Personal information
- Full name: Geoffrey Cornu
- Born: 29 June 1913 Sheffield, Yorkshire, England
- Died: 29 June 2007 (aged 94) England
- Batting: Right-handed
- Bowling: Leg break googly

Career statistics
| Competition | First-class |
| Matches | 5 |
| Runs scored | 60 |
| Batting average | 30.00 |
| 100s/50s | 0/0 |
| Top score | 21* |
| Balls bowled | 756 |
| Wickets | 13 |
| Bowling average | 39.46 |
| 5 wickets in innings | 0 |
| 10 wickets in match | 0 |
| Best bowling | 3/92 |
| Catches/stumpings | 4/– |
- Source: Cricinfo, 25 December 2018

= Geoffrey Cornu =

English cricketer (1913–2007)

Geoffrey Cornu (29 June 1913 - 29 June 2007) was an English first-class cricketer.

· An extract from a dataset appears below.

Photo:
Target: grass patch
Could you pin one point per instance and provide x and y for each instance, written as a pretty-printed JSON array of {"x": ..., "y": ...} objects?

Born at Sheffield, Cornu was educated at Malvern College. He made his debut in first-class cricket for the Free Foresters against Oxford University at Oxford in 1934. He made four further appearances in first-class cricket for the Free Foresters, the last of which came in 1937 against Oxford University. Across his five matches, he scored a total of 60 runs with a highest score of 21 not out, while with the ball he took 13 wickets with his leg break googly bowling, coming at a bowling average of 39.46 and best innings figures of 3/92. Cornu served as a second lieutenant with the Royal Artillery during World War II. He died on his 94th birthday in 2007.